Affiliate Researchers:

  Ronald Brady (Deceased)
  Michael D'Aleo
  Siegward-M. Elsas
  Johannes Wirz

Johannes is a molecular biologist on the staff of the Research Laboratory at the Goetheanum in Dornach, Switzerland. He edits the journal, Elemente der Naturwissenschaft, and several years ago joined colleagues around Europe to found Ifgene, a scholarly network exploring the presuppositions, consequences, and moral implications of genetic engineering. (For information about Ifgene, click here.) His current research projects include a qualitative assessment of genetically modified potatoes; a study of butterflies with a view toward the land management policies necessary for their preservation; and an effort to develop criteria for beekeeping that do not include chemical attacks against the varroa mite, which is proving so devastating to honey bees worldwide.

Johannes recalls two "silly" thoughts that redirected his interests while he was working toward his Ph.D. in molecular biology at the University of Basel. In the laboratory of Walter Gehring he "discovered" that fruit flies anesthetized for observation under a compound microscope do not exhibit their most important traits, namely, behavior, movement, and flight. He began to wonder what the tiny flies did in their natural habitat, and how this might be described.

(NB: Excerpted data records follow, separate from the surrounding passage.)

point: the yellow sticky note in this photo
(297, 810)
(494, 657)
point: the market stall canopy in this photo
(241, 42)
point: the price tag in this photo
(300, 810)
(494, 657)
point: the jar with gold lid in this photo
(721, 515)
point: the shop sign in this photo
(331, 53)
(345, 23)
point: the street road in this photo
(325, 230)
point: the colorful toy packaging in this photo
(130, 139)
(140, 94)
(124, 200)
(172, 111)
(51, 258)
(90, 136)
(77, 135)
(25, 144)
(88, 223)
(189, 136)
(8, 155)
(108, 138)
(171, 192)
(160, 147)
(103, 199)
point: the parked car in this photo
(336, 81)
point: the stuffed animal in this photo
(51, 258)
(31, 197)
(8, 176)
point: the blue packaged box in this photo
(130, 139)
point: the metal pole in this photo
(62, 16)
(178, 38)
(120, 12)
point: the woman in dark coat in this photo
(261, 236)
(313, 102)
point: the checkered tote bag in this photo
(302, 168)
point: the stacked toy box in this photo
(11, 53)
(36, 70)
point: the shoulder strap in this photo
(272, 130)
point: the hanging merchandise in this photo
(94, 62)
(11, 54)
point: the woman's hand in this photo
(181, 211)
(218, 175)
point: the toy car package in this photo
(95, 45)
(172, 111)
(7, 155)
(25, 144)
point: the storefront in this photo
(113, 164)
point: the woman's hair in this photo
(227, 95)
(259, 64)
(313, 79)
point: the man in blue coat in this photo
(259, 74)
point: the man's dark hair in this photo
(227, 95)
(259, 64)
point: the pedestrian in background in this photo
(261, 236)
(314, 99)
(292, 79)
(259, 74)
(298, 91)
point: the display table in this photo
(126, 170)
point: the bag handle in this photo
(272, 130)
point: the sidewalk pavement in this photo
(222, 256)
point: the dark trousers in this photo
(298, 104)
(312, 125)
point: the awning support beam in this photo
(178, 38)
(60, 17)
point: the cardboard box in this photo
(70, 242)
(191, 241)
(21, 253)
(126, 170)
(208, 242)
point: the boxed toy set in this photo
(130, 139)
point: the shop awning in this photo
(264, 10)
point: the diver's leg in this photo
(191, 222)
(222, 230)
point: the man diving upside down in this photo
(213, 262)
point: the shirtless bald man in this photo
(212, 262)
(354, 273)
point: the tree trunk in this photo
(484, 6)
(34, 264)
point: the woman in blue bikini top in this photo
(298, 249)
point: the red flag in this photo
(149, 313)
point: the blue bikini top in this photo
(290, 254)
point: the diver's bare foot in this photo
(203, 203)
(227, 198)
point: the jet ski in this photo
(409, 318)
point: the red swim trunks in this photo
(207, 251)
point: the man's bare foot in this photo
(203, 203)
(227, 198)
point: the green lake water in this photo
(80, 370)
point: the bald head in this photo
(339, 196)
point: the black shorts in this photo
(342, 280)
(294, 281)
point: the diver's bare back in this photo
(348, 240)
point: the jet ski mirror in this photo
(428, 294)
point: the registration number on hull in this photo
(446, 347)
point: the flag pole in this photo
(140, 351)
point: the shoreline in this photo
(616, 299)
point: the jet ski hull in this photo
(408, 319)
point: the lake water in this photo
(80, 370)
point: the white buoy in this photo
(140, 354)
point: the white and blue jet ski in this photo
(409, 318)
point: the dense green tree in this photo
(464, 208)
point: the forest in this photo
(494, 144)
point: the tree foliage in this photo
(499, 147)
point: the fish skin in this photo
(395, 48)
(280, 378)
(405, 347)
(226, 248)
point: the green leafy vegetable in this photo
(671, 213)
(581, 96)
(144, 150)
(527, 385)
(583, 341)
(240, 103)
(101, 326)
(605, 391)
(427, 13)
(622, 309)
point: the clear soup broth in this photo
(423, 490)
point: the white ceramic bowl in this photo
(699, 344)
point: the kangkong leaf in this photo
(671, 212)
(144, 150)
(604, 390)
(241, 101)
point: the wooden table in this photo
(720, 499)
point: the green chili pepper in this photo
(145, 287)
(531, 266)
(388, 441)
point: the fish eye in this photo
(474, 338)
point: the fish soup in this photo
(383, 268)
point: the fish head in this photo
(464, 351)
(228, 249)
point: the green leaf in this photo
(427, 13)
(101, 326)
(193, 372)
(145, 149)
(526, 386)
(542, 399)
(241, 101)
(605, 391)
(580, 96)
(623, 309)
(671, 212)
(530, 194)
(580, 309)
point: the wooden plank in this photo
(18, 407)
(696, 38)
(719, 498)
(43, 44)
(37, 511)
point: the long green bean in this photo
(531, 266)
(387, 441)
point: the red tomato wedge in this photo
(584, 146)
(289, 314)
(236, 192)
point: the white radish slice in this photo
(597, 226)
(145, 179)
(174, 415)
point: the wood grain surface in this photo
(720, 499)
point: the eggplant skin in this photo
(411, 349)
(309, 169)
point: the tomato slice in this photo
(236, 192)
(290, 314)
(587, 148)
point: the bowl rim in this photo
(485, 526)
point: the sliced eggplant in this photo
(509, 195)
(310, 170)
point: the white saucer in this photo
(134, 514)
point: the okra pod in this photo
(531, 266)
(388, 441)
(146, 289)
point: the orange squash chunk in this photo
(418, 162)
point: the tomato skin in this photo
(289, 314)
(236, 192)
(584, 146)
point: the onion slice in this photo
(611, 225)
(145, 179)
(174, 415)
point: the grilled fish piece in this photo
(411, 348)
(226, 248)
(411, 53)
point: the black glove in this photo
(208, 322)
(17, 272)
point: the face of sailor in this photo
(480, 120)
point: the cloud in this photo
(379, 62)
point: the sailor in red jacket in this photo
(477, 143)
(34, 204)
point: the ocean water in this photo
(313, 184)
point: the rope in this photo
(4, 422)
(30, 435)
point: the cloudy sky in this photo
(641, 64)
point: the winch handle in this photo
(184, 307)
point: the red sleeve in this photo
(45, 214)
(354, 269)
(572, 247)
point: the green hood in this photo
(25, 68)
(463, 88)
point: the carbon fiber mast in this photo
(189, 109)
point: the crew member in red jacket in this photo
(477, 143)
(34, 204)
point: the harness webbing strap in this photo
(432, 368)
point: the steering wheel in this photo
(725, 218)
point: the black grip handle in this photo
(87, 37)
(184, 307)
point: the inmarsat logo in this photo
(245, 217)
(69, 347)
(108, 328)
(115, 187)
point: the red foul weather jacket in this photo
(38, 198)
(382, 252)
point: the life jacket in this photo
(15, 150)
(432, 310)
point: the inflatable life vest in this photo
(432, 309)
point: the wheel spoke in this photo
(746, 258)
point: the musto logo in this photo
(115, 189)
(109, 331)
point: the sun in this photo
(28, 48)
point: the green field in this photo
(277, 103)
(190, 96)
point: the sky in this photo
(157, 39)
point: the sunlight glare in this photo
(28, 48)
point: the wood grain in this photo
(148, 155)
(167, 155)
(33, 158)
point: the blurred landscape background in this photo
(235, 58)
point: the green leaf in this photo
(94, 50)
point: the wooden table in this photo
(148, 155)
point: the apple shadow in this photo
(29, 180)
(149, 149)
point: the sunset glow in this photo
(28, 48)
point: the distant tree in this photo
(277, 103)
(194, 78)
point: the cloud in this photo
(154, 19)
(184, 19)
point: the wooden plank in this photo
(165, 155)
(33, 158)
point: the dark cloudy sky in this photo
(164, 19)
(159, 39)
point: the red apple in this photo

His second thought arose from work on the embryonic development of these same fruit flies. The embryos employed for laboratory analysis were believed to show their essential properties at minus 70 degrees C—yet no one would use material from such frozen flies for genetic modification. Only living and maximally healthy flies were used for modification experiments. Why is this so, he asked himself, since according to theory the deep-frozen embryos were like live ones in every regard, except for the fact that they were dead?

These ruminations led him to focus on two questions: What is life, and how can the "true" habitat of an animal properly be described?